People discount IA’s participation too quickly, and too easily. Now, whether she leaves the pages or takes them down, what her readers have basically told her is that her contribution is not as important as their own. I wrote in comments at many-to-many:

One of the most graceful acts I’ve seen in weblogging is when IA quit. I loved the fact that she just left, she didn’t try to profit from her popularity online, and she left with such elegance and style. I didn’t care for the fact that a separate discussion forum was set up in her name, to carry on the same conversation. A better approach would have been to set it up under the topics involved, which seems to be graduate school, horrors or whatever.

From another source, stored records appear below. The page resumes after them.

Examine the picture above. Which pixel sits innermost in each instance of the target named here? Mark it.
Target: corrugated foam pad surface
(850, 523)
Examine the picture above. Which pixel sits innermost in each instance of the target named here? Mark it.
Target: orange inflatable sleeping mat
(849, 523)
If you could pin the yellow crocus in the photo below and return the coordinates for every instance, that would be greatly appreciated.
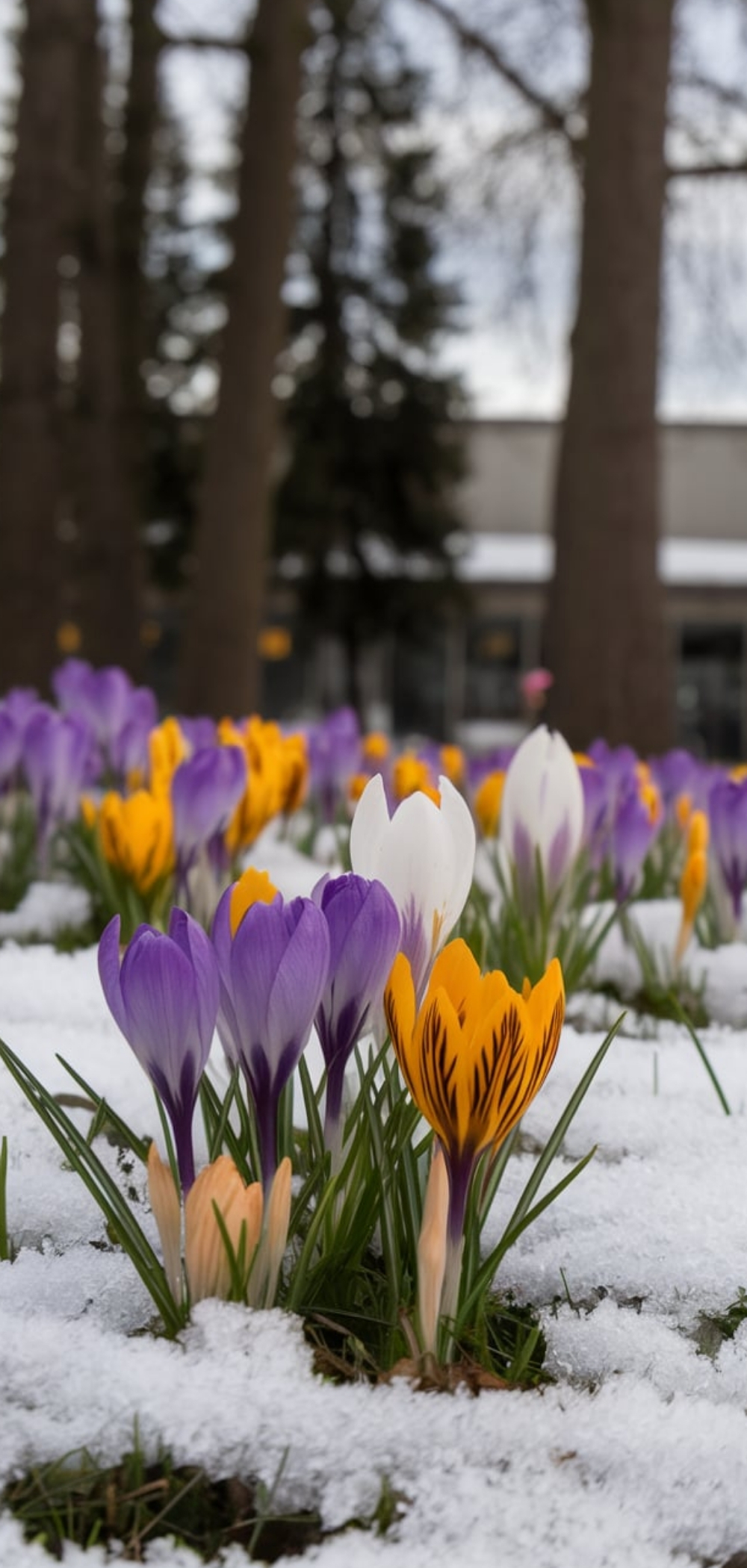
(651, 798)
(473, 1056)
(698, 832)
(487, 803)
(267, 778)
(167, 748)
(252, 888)
(376, 747)
(692, 886)
(296, 772)
(453, 764)
(683, 809)
(412, 774)
(135, 835)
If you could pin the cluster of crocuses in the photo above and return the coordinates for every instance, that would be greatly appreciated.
(672, 825)
(368, 946)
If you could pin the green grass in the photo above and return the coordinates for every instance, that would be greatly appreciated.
(134, 1502)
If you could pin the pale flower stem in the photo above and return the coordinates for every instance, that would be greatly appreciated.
(450, 1291)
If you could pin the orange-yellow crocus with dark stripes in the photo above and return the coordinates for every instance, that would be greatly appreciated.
(473, 1056)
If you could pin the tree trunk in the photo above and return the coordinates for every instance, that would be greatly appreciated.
(135, 325)
(220, 665)
(107, 563)
(606, 635)
(37, 214)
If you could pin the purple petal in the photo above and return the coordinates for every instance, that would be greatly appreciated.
(192, 939)
(109, 974)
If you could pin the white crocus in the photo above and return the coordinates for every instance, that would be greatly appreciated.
(542, 814)
(424, 856)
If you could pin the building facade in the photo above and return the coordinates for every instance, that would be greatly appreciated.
(465, 681)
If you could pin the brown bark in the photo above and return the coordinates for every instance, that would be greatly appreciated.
(28, 391)
(606, 637)
(107, 559)
(220, 667)
(134, 325)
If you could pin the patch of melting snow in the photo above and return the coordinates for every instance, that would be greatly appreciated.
(637, 1451)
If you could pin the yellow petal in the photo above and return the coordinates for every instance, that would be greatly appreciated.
(459, 974)
(252, 888)
(697, 832)
(487, 803)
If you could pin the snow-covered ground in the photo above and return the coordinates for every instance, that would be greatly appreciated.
(637, 1452)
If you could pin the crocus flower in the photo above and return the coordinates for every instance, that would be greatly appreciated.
(135, 835)
(365, 932)
(432, 1251)
(424, 856)
(633, 833)
(273, 962)
(474, 1056)
(241, 1208)
(692, 886)
(542, 814)
(727, 809)
(205, 794)
(105, 700)
(57, 751)
(267, 778)
(412, 774)
(165, 1001)
(335, 755)
(487, 803)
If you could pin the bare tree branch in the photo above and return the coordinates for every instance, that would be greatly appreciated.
(701, 171)
(553, 115)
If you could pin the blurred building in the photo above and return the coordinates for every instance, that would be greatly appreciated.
(467, 679)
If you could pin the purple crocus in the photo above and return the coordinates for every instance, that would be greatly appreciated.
(165, 1001)
(727, 809)
(631, 838)
(335, 755)
(205, 794)
(365, 932)
(57, 755)
(129, 745)
(111, 704)
(272, 977)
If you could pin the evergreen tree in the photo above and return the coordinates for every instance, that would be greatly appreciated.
(366, 499)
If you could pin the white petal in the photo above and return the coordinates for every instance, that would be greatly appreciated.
(369, 828)
(460, 828)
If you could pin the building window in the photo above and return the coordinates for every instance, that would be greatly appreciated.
(710, 691)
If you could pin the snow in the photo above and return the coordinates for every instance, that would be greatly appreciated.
(637, 1451)
(530, 559)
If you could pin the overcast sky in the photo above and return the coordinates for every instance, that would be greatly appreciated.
(512, 349)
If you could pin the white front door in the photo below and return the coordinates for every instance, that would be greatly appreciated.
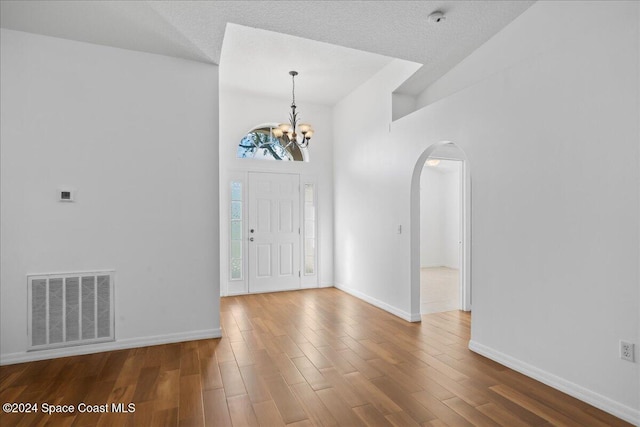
(274, 232)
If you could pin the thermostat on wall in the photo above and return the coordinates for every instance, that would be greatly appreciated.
(66, 194)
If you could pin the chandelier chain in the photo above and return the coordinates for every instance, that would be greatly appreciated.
(293, 89)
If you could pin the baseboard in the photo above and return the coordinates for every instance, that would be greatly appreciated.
(382, 305)
(32, 356)
(599, 401)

Now, I see this clamor for keeping the pages up regardless of her option and her choice, because people think they’ve written such beauty in her comments that it must be preserved.

The beauty of IA’s act was as much in the ephemeral nature of the existence of her pages as anything else. People mirroring the pages, downloading the archives, setting up forums — not letting her go! Those crying for their lost comments have taken a graceful act and made it into a circus.

I thought it was the critical nature of my writing that formed my unhappy narrative, but I can see now I was wrong; I see the roots of my own discontent whirling about in the storm currently raging about Invisible Adjunct.